Start shrinking your eating window a bit and see if that’s doable for you.
As your body adjusts to burning fat, you should gradually find yourself transitioning into burning your own fat rather than external dietary fat (I think the idea is that your body gets better at evenly burning its own fat and at this point your satiety signaling kicks in earlier rather than telling you it would like another 500 calories of butter, please.) Any “keto flu” should disappear, you will hopefully be hungry, be able to tell when you are hungry but not be crazed or craving, you should find yourself with a relatively steady energy level.
At this point if shortening your eating window has become natural and works for you, you might consider an extended fast. This is the fastest way to drop pounds and at least theoretically, it doesn’t lead to metabolic slowdown the way calorie restriction can. Some people hate fasting and don’t do it and it’s absolutely not necessary, it’s just a good boost.

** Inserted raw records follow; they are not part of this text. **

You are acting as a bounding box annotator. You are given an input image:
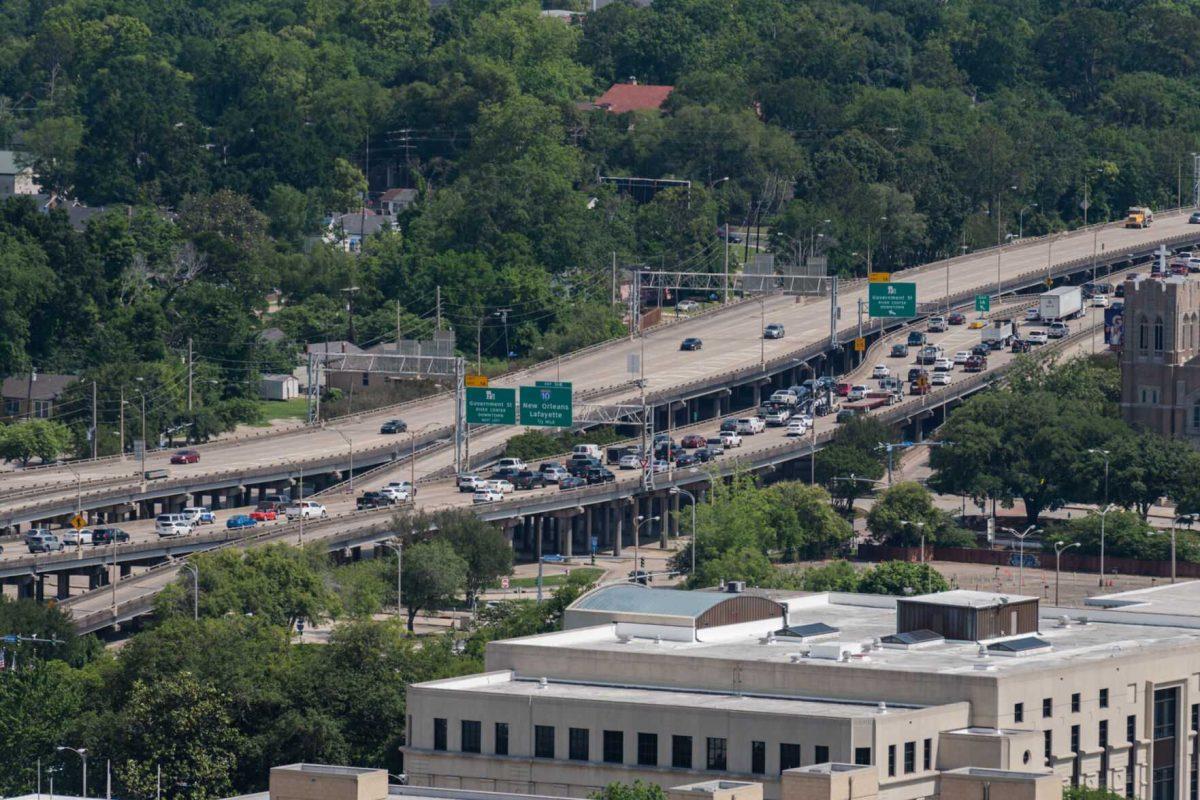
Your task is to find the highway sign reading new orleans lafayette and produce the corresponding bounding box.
[521,381,575,428]
[467,386,517,425]
[868,283,917,317]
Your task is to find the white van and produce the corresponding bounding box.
[154,513,192,537]
[571,445,602,461]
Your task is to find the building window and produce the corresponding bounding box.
[637,733,659,766]
[750,741,767,775]
[566,728,590,762]
[671,736,691,770]
[1154,688,1178,739]
[433,717,446,750]
[704,736,727,770]
[533,724,554,758]
[604,730,625,764]
[779,741,800,772]
[460,720,484,753]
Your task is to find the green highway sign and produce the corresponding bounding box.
[868,283,917,317]
[467,386,517,425]
[521,381,575,428]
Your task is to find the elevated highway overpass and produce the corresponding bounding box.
[0,213,1180,527]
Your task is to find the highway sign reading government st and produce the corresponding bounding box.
[868,283,917,318]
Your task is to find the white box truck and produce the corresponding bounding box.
[1038,287,1084,323]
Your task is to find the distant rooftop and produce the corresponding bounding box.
[595,83,674,114]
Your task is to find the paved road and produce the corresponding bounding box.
[0,209,1166,516]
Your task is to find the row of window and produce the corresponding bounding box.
[1013,688,1109,722]
[433,717,849,775]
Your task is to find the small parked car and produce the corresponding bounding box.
[91,528,130,547]
[170,450,200,464]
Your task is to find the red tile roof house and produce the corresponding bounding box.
[595,83,674,114]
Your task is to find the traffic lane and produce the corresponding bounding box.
[0,216,1161,494]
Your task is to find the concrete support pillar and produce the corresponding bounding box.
[612,503,626,557]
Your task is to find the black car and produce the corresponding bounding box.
[354,492,391,511]
[509,469,546,489]
[558,475,588,489]
[91,528,130,545]
[584,467,617,485]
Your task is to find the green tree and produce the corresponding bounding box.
[113,673,239,800]
[403,539,468,631]
[858,561,949,595]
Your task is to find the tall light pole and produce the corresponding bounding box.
[634,515,659,583]
[1001,525,1039,590]
[383,537,404,627]
[334,428,354,498]
[671,486,696,577]
[900,519,929,594]
[1054,541,1079,606]
[181,561,200,620]
[54,745,88,798]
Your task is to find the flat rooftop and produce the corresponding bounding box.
[497,582,1200,676]
[421,673,924,720]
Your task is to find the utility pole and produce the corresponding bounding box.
[91,380,100,458]
[184,336,196,414]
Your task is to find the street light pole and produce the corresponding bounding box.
[671,486,696,576]
[1054,541,1079,606]
[54,745,88,798]
[182,561,200,620]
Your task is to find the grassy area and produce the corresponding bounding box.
[250,397,308,425]
[501,566,604,589]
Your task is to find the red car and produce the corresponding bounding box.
[170,450,200,464]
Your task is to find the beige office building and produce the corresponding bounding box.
[404,583,1200,800]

One thing I always remind myself: the body has an upper limit to how much body fat it can access / burn in a day, somewhere around half a pound max. That’s if it’s functioning ideally and no receiving any external nutrition. Those “biggest loser” 30 pound losses are not realistic for most people, and they’re Not Fat. The scale can stall because of excess water retention and then “whoosh” out several pounds, but the scale is not a very accurate measure of fat loss, a measuring tape is better.